The Potty Manifesto and the Public Good

“A lot of the preschools allow or should be allowing for some accidents to be occurring,” he said. “To expect kids to be perfect and not have any accidents is certainly not realistic.” WP

So a three year old in the Arlington public schools was removed from her preschool for peeing her pants too much, and this has caused something of a hullabaloo in the regional DC news.

The thing is, the school system does allow some accidents to occur, up to 8 a month. Then the child must be suspended for a month to learn how to be potty trained so she doesn’t disrupt the class further. In my mind, the fault here is that the school system does not communicate this policy to the parents of each incoming class. The parents of the girl may have stepped up her training if they had known about the policy. As it was, the girl should have been waived for another month given the ignorance to the policy.

School systems have to make rules for disruptive students to ensure teachers’ attention aren’t focused too often on the disruption; balanced against a pretty lenient 8 pees/month rule, it’s better in my mind that the school has this rule. Yeah, it is frustrating that the disruption is an innocent girl who gets distracted and pees her pants too often, but it’s still a repetitive behavior that takes the teacher’s attention off the ridiculousness that is a room full of preschoolers.

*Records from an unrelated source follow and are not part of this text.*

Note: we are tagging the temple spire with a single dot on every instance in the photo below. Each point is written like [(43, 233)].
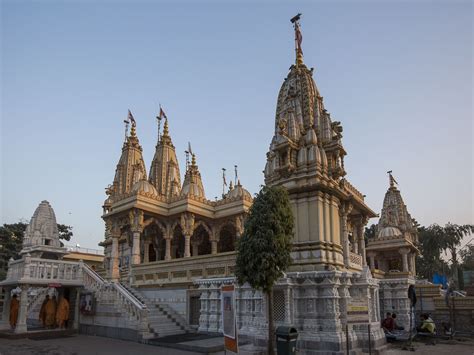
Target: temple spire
[(298, 39), (391, 179)]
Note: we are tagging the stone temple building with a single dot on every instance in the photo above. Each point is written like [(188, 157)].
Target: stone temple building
[(172, 249), (392, 254)]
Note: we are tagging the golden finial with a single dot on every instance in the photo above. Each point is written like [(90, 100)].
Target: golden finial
[(165, 128), (298, 39)]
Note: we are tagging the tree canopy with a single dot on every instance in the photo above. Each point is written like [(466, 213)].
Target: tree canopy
[(265, 246), (263, 251)]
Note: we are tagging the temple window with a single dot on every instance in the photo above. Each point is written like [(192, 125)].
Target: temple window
[(227, 237)]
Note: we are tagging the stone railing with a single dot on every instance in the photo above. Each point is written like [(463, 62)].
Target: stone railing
[(464, 303), (39, 271), (355, 261), (184, 270)]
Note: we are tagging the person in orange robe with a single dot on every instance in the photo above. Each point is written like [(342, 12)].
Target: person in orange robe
[(50, 310), (42, 315), (62, 313), (14, 307)]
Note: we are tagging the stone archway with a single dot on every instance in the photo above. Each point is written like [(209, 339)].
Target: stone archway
[(177, 243), (227, 238), (200, 241)]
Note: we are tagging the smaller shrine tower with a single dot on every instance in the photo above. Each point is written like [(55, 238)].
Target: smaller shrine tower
[(392, 253)]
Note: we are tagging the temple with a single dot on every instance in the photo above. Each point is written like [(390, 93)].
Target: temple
[(392, 252)]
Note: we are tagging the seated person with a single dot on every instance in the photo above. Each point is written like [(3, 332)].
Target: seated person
[(387, 323), (395, 325), (427, 325)]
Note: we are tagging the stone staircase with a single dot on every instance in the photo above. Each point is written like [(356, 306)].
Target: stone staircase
[(162, 319)]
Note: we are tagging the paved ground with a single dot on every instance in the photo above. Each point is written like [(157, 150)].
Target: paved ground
[(82, 344), (90, 345), (455, 348)]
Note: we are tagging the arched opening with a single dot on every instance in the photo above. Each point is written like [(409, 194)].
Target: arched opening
[(227, 237), (151, 253), (201, 245), (177, 243), (154, 243)]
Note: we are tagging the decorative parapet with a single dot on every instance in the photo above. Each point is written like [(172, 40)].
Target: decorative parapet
[(465, 303), (355, 261), (43, 271), (351, 189), (184, 270)]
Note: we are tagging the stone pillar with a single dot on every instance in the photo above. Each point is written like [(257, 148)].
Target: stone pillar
[(6, 305), (195, 249), (371, 256), (345, 210), (136, 248), (146, 252), (413, 263), (404, 252), (23, 312), (360, 235), (114, 269), (345, 239), (187, 246), (356, 242), (168, 249), (76, 308)]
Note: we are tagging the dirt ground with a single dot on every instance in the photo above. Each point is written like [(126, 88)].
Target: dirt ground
[(82, 344)]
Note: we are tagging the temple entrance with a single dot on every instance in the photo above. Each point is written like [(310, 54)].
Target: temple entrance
[(151, 253), (227, 237)]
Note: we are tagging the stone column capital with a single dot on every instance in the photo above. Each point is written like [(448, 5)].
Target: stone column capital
[(404, 251), (135, 217)]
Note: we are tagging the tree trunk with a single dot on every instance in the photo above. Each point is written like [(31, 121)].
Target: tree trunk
[(271, 334)]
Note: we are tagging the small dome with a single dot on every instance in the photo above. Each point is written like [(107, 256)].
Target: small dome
[(239, 192), (144, 186), (389, 232)]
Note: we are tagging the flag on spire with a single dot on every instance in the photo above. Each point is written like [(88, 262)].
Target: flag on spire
[(131, 119), (162, 114)]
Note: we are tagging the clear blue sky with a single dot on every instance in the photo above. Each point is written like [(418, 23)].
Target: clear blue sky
[(398, 75)]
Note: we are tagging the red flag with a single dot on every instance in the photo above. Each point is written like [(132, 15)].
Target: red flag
[(162, 113), (130, 118), (299, 37)]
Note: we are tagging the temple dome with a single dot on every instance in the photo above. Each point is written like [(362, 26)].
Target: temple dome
[(389, 232), (239, 192), (145, 187), (192, 185)]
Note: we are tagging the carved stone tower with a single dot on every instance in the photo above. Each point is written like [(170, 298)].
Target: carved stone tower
[(306, 156)]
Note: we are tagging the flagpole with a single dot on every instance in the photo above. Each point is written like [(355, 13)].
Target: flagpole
[(223, 182)]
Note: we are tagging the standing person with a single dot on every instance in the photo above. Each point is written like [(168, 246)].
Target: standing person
[(388, 324), (50, 310), (14, 307), (62, 313), (42, 315), (395, 325)]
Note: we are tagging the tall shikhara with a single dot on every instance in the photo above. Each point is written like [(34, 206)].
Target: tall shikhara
[(306, 156)]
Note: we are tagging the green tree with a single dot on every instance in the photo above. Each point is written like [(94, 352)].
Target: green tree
[(11, 239), (431, 246), (265, 246)]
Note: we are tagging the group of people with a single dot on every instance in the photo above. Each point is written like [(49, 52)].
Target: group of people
[(54, 313), (427, 326), (389, 324)]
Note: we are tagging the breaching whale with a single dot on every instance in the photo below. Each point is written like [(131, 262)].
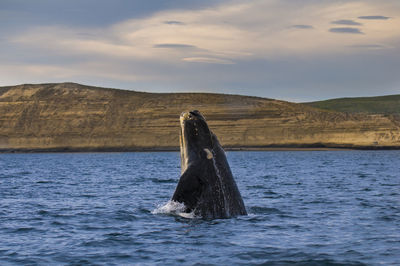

It’s a public good argument. The governing body (the school) has to set rules that aim at efficiently coordinating the individuals of the group so that the maximum number of individuals are provided equal opportunity. In this case, it’s making sure a teacher’s not so distracted by a constantly soiled pair of pants that the teacher doesn’t notice another preschooler is swallowing the head of a T-Rex toy he just tore off.